Two intrepid librarians

Two intrepid librarians review the best nonfiction books for children

Thursday, March 14, 2019

Rocket To The Moon by Don Brown

Rocket To The Moon: Big Ideas that Changed the World series
By Don Brown
Amulet. 2019
Grades 3 and up
A new graphic novel series, Big Ideas That Changed the World celebrates the “hard-won succession of ideas that ultimately changed the world.”

In Rocket To The Moon, Brown focuses on the people and inventions that would eventually lead to the landing of Apollo 11 on the moon in 1969.

Brown uses Rodman Law, (January 21, 1885-October 14, 1919), a real daredevil, to this well-researched, nonfiction title told in comic format.

Though the Chinese invented gunpowder in the first century, it was not until the fifteenth century that the English and French began using rockets as weapons and fireworks. The rockets the British launched at Fort McHenry during the War of 1812, inspired Francis Scott Key to write the Star-Spangled Banner. “And the rocket’s red glare…”

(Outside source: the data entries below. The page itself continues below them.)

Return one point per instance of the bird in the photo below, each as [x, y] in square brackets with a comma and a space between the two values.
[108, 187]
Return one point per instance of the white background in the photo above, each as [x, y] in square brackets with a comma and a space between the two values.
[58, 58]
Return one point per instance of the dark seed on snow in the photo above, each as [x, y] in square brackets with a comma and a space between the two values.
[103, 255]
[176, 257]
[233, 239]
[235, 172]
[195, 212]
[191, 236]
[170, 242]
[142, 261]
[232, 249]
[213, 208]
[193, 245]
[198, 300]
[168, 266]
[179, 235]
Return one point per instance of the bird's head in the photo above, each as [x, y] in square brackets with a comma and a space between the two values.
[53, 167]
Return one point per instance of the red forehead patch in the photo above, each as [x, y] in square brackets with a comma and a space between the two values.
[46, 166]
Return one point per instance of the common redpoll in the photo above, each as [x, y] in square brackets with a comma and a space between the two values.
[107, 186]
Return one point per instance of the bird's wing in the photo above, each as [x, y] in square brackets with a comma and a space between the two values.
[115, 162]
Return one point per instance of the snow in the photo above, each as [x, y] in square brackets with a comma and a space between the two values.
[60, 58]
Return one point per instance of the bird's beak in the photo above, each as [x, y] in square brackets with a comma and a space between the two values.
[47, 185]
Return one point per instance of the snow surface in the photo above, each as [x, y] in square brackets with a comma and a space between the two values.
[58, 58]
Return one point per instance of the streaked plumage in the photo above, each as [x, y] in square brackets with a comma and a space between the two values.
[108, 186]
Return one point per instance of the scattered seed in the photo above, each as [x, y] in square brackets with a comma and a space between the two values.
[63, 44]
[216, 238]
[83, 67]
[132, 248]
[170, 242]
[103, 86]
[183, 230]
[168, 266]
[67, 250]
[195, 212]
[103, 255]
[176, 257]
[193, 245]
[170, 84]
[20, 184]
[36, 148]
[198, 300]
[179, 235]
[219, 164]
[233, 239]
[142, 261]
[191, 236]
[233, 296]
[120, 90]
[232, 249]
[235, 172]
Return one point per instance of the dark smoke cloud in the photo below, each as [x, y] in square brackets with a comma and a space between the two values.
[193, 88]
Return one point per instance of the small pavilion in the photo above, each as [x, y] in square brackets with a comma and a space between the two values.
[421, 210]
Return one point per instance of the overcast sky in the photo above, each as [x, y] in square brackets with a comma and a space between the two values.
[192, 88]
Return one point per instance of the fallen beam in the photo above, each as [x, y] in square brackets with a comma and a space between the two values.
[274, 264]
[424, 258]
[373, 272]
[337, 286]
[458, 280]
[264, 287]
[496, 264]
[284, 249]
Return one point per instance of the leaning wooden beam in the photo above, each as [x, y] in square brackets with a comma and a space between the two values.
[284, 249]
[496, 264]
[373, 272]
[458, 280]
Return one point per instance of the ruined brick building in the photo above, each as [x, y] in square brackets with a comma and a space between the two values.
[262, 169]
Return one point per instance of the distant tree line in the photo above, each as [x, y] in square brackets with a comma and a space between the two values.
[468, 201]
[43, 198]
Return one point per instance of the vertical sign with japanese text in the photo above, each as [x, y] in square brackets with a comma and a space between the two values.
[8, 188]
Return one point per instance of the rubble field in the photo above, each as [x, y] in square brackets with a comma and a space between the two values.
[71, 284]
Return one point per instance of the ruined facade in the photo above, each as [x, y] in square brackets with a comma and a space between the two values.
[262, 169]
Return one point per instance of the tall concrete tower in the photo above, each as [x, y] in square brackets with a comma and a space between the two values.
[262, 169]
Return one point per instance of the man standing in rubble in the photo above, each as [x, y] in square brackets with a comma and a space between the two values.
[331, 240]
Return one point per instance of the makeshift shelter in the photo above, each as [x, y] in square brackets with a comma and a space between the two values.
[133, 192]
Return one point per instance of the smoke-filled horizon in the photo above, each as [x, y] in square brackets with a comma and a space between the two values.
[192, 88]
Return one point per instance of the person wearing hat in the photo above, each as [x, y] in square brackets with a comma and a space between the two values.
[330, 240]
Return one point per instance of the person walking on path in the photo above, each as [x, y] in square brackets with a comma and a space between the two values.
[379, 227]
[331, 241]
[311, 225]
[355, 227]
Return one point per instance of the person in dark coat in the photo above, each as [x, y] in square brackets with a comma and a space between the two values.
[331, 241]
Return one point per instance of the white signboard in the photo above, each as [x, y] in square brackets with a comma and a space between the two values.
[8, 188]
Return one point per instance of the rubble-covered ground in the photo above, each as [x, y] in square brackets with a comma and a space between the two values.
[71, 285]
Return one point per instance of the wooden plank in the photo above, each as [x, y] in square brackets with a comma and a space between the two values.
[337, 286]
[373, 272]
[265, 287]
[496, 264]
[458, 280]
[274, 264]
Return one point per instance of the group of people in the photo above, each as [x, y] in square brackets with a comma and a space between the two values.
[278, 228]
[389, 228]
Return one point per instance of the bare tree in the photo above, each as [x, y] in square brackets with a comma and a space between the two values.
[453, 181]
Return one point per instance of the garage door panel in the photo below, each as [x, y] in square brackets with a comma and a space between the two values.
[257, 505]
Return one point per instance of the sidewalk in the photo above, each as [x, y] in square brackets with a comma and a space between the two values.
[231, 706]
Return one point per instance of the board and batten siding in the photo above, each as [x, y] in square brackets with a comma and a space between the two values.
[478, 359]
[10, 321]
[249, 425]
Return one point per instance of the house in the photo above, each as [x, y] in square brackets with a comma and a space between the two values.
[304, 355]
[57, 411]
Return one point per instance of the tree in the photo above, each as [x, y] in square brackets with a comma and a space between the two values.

“Then the ideas dried up, and nothing much happened with rockets until the beginning of the twentieth century, when three honest-to-goodness rocket scientists showed up: Russian Konstantin Tsiolkovsky, American Robert Goddard, and Romanian Hermann Oberth.”

What inspired all three? The book by French novelist Jules Verne, From the Earth to the Moon and a Trip Around It. Published in 1865, the science fiction tale was all about traveling through outer space. This book would change the lives of all three men.

Brown incorporates lots of fascinating details, such as how the astronauts went to the bathroom in space. In his author's note, he explains that the development of the rocket and its usage was mostly in the hands of white men. Katherine Johnson, a mathematician working for NASA, is mentioned. Brown also acknowledges that today NASA is made up of a diverse group of people.  

Back matter includes a timeline, source notes for the quotes used throughout the story, an extensive bibliography of books, magazines, television, movie and website resources. An author’s note, brief bio of Rodman Law (his sister was Ruth Law, the famous record-setting flyer), and index.

This is a fascinating, well done addition to books on the race to the moon.

To write this review, I borrowed a copy of the book from my local public library.